A team of researchers from the Czech Academy of Sciences in the Czech Republic has now found evidence to suggest Earth is at greater risk of being hit by an asteroid than we previously thought.
In their study, which is to be published in the journal Astronomy & Astrophysics, the team analyzed data on 144 Taurid fireballs that had been filmed with new digital cameras over the 2015 shower—a year of enhanced activity. They were able to work out the orbits of these fireballs, and found 113 of them show “common characteristics and form together a well-defined orbital structure, which we call new branch.”
This branch was found to contain at least two asteroids with diameters of between 650 and 980 feet. An impact from an asteroid of this size would cause a huge amount of damage if it hit a populated area of the planet.
As well as the two large asteroids, the team also found the branch likely contains “numerous” undiscovered objects that are at least 30 feet wide. “Since asteroids of sizes of tens to hundreds of meters pose a threat to the ground, even if they are intrinsically weak, impact hazard increases significantly when the Earth encounters the Taurids new branch every few years,” the scientists wrote.
The branch is not new. It has been passing by Earth every few years, ever since it formed around 1,000 years ago. However, now that we know it exists, the researchers say we need to carry out further studies to better understand “this real source of potentially hazardous objects.”
In an email interview with Newsweek, study author Jiří Borovička says that at present they do not have enough data to quantify the risk the branch poses to Earth. “A systematic search for asteroids within the newly identified branch will be needed to find the size-frequency distribution of large bodies within the branch,” she says. “The impact risk increases during the encounters of the Earth with the branch.”

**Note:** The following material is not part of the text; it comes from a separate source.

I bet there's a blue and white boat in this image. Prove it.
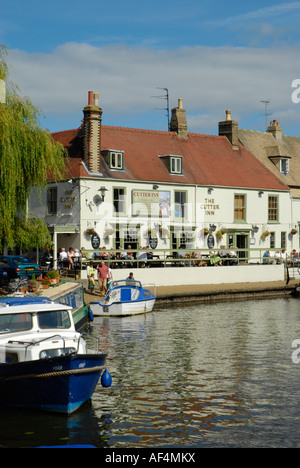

She describes the risk of Earth being hit by a large asteroid during one of these encounters as a “lottery”—or “to be hit by a bullet or not.”
Their findings come just weeks ahead of Asteroid Day, on June 30. This event, first held in 2015, is a global awareness campaign to highlight the risk asteroids pose to Earth. Scientists estimate we have only detected around one percent of the one million asteroids that have the potential to impact Earth. Launching the event in 2014, astrophysicist Brian May said, “The more we learn about asteroid impacts, the clearer it becomes that the human race has been living on borrowed time.”
Borovička says the latest findings should serve as a reminder of the importance of identifying asteroids that could impact, adding she hopes scientists will turn their attention to the Taurids meteor stream in the future.
“So far, the search for hazardous asteroids has been done over all the sky,” she says. “We have pointed out a well-defined region in the solar system with a larger concentration of meteoroids and asteroids, which periodically come close to Earth’s orbit. We hope that people with access to large telescopes will explore this region in detail.”
She also says their findings reinforce the hypothesis that the Taurids stream is a remnant of a giant comet that disintegrated. Some of the debris from this event is thought to have struck the Earth, and has been connected with at least one catastrophic event in Earth’s history.
“Our observation gives some weight to that hypothesis,” Borovička says. “Perhaps there was a series of comet/asteroid disruptions and one of the recent ones created the new branch. We believe that our detailed description of the new branch will enable other people to explore this hypothesis in more detail than was possible before.”